Le gouvernement cherche à finaliser le processus de privatisation

Le gouvernement du Kosovo souhaite accélérer le processus de privatisation des entreprises sociales à partir de 2003. Les responsables gouvernementaux disent que ce processus a pris trop de temps. Sur les quelque 600 entreprises sociales, elles sont [...]
Sur les quelque 600 entreprises sociales qui appartiennent à la République du Kosovo, selon les données présentées il y a longtemps par l'Agence de privatisation du Kosovo, la plupart ont été privatisées, dont une ou deux nouvelles entreprises privées ont été créées.
Selon l'Agence de privatisation du Kosovo, environ 2 000 actifs d'entreprises sociales sont restés.
Parmi les actifs non privés, le plus grand nombre constitue la terre.
Le conseiller économique du gouvernement du Kosovo Haki Shatri dit à Radio Free Europe que le gouvernement souhaite intensifier le processus de privatisation et fermer le plus rapidement possible sans porter atteinte à la réglementation du travail.
“Nous sommes déterminés à clore le processus car il s'étend même en dehors des besoins, mais nous n'avons rien de concret jusqu'à présent, car nous avons été très occupés dans des processus importants tels que la libéralisation des visas, la transformation de la Force de sécurité du Kosovo, l'adhésion à Interpol et d'autres processus qui nous ont empêchés de traiter cette question”, souligne-t-il.
Cependant, une fois tous ces processus terminés d'ici la fin de l'année, tout le potentiel sera transféré aux questions liées au développement économique, où le processus de privatisation et d'achèvement de celui-ci” est entré, dit Shatri.

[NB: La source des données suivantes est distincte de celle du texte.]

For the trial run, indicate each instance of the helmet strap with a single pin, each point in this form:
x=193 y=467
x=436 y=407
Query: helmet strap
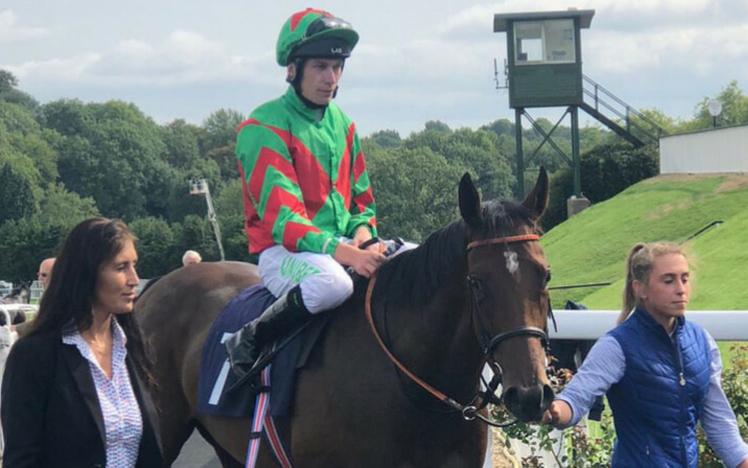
x=295 y=81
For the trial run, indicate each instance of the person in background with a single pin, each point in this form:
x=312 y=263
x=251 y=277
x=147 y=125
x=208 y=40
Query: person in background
x=45 y=271
x=308 y=200
x=75 y=389
x=191 y=257
x=661 y=372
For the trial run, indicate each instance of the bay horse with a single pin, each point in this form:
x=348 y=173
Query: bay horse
x=474 y=290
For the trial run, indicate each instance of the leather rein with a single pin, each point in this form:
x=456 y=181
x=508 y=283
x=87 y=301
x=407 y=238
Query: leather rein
x=470 y=411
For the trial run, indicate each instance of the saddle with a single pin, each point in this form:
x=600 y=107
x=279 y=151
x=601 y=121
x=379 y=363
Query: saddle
x=215 y=374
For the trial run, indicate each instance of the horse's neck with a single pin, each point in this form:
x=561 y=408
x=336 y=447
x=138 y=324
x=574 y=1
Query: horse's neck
x=437 y=338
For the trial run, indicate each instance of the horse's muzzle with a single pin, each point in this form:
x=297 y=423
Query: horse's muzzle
x=528 y=404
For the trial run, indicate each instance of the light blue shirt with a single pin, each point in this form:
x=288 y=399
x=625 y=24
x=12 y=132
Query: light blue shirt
x=605 y=365
x=123 y=422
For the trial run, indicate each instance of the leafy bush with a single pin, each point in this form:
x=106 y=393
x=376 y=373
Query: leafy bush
x=594 y=448
x=735 y=384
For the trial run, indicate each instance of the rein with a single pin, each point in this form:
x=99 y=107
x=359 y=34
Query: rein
x=471 y=411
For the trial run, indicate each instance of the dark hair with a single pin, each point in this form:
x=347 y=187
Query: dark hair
x=66 y=304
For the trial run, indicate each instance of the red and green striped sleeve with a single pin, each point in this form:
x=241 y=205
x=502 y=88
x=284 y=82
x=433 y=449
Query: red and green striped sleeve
x=273 y=188
x=363 y=207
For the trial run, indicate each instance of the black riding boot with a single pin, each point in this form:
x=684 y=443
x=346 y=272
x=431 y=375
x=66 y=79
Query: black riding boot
x=281 y=317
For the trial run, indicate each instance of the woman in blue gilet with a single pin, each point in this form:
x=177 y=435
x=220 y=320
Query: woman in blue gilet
x=660 y=372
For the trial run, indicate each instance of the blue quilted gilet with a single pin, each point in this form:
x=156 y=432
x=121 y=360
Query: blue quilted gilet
x=657 y=402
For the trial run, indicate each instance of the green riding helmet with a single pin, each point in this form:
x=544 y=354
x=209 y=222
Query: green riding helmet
x=314 y=33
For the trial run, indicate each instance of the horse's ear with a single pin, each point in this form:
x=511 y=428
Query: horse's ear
x=537 y=200
x=469 y=201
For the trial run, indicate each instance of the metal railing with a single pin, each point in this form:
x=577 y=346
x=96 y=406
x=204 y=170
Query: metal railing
x=723 y=325
x=606 y=103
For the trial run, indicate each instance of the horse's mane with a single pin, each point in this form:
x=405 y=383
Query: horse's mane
x=413 y=277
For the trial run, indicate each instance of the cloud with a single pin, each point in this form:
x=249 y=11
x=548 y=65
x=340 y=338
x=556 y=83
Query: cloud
x=183 y=58
x=59 y=69
x=10 y=31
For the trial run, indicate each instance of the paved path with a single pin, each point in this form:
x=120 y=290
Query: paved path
x=196 y=453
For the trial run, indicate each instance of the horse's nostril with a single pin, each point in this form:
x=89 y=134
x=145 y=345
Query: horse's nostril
x=511 y=396
x=548 y=396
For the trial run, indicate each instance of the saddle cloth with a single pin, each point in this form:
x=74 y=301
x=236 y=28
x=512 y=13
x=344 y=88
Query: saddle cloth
x=215 y=375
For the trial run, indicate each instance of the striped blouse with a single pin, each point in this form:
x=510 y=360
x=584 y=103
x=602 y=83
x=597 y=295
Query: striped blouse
x=123 y=421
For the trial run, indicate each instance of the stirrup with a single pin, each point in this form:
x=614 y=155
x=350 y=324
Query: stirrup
x=252 y=374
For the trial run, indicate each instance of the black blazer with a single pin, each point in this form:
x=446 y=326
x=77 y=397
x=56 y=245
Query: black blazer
x=51 y=414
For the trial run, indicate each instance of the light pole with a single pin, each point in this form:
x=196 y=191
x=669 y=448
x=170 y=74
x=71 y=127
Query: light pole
x=200 y=187
x=715 y=108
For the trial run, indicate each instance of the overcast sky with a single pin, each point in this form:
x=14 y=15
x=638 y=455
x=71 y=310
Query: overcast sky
x=417 y=60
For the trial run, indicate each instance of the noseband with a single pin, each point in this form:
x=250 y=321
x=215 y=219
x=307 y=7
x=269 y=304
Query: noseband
x=470 y=411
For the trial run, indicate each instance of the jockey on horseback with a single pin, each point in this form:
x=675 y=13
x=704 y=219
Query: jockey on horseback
x=307 y=196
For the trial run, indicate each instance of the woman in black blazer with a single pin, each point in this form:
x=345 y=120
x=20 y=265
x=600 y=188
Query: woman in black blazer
x=76 y=389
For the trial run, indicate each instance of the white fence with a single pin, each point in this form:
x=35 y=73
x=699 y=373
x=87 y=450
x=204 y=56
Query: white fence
x=723 y=325
x=714 y=150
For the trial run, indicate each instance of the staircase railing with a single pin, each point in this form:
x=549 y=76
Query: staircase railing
x=610 y=109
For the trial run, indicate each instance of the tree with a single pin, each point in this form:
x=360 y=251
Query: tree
x=230 y=211
x=8 y=81
x=415 y=191
x=220 y=128
x=26 y=241
x=386 y=138
x=9 y=93
x=157 y=250
x=16 y=194
x=113 y=153
x=605 y=171
x=734 y=109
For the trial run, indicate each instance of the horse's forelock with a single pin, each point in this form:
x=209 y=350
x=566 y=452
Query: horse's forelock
x=502 y=217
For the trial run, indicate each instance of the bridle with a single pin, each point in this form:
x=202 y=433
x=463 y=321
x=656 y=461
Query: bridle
x=470 y=411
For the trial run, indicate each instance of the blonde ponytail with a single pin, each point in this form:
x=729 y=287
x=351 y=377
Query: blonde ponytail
x=638 y=266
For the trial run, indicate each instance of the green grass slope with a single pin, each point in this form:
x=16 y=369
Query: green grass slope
x=592 y=246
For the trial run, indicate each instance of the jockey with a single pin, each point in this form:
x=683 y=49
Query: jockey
x=307 y=197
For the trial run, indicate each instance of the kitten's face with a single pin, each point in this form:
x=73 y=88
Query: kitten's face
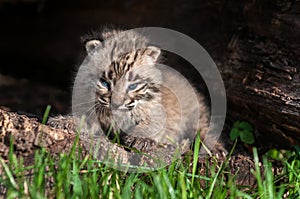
x=129 y=82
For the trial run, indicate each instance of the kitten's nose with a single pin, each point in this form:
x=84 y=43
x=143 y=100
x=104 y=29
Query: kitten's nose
x=115 y=105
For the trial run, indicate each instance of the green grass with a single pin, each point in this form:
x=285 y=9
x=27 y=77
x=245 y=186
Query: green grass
x=75 y=177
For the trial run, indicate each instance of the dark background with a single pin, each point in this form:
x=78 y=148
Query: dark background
x=40 y=39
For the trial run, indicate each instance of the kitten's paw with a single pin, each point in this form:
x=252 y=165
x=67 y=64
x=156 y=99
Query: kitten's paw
x=62 y=122
x=139 y=143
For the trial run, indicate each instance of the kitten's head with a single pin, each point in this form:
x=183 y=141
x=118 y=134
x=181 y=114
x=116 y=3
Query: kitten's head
x=130 y=80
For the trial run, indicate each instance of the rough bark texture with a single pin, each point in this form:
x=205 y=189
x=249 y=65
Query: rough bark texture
x=262 y=73
x=28 y=135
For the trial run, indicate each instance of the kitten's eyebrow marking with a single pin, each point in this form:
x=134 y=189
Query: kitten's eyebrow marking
x=110 y=74
x=130 y=76
x=136 y=77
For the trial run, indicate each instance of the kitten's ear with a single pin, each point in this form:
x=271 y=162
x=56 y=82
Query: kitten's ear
x=91 y=45
x=153 y=53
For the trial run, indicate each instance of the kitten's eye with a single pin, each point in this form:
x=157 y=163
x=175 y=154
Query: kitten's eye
x=132 y=86
x=104 y=83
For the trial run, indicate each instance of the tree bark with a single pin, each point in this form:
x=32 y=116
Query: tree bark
x=262 y=73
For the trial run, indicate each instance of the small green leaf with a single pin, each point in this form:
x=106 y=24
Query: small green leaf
x=236 y=124
x=246 y=126
x=247 y=137
x=234 y=134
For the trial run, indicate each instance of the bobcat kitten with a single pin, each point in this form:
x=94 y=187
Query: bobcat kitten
x=121 y=85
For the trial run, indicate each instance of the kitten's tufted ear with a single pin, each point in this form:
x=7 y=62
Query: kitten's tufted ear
x=91 y=45
x=152 y=53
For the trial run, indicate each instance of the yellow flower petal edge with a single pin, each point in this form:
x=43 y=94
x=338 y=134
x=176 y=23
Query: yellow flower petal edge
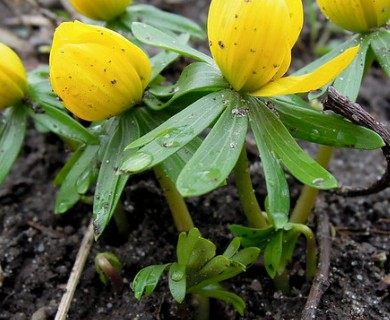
x=295 y=9
x=356 y=15
x=249 y=40
x=311 y=81
x=105 y=10
x=96 y=72
x=13 y=78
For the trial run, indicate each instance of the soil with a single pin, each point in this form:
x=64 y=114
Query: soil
x=38 y=248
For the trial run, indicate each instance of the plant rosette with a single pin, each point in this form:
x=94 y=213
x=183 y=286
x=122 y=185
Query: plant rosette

Quoi qu'il en soit, la période pendant laquelle le processus de privatisation peut être achevé, ce processus au Kosovo, mené par divers experts des questions économiques, est considéré comme infructueux, ne répondant pas à ses objectifs et à ses attentes économiques.
Ismail Kastrati, spécialiste des affaires économiques, explique à Radio Free Europe que le processus de privatisation n'a pas produit les effets escomptés, le développement des petites et moyennes entreprises, ni produit des emplois.
Le processus de privatisation en général est un mauvais processus de notation pour ne pas dire échoué. L'extension du processus de privatisation devrait avoir une fin, mais le problème réside dans le fait que les questions ne sont pas claires, en particulier les moyens du fonds de privatisation, où il n'a pas été résolu ce qui sera fait avec ces moyens, et la bureaucratie semble confirmer les processus à durer le plus longtemps possible pour que cette disposition pour des groupes spécifiques”, dit Kastrati.
Pour un mauvais processus de privatisation des entreprises sociales au Kosovo, Haki Shatri, un conseiller en économie au gouvernement du Kosovo, dit.
“Nous avons des estimations sur la façon dont le processus de privatisation des entreprises sociales n'est pas tout à fait satisfaisant, pas les résultats attendus dès le début. En tant que processus, il y a eu un soutien de tous, il semble que ces dernières années il a été ouvert et que nous ne sommes pas satisfaits de”, souligne Sari.
La vente d'actifs de l'entreprise sociale s'élèverait à environ 700 millions d'euros, dont 110 millions ont été affectés au nom de 20 %, destinés aux travailleurs après la vente de l'entreprise, dans laquelle ils ont travaillé, tandis que quelque 20 millions d'euros ont été versés à des créanciers potentiels.
Du financement excédentaire au budget du Kosovo, l'AKP a versé plus de 100 millions d'euros.
Entre-temps, le fonds de réserve est de plus de 460 millions d'euros, qui, selon les représentants de l'AKP, se tient à la Banque centrale de la République du Kosovo.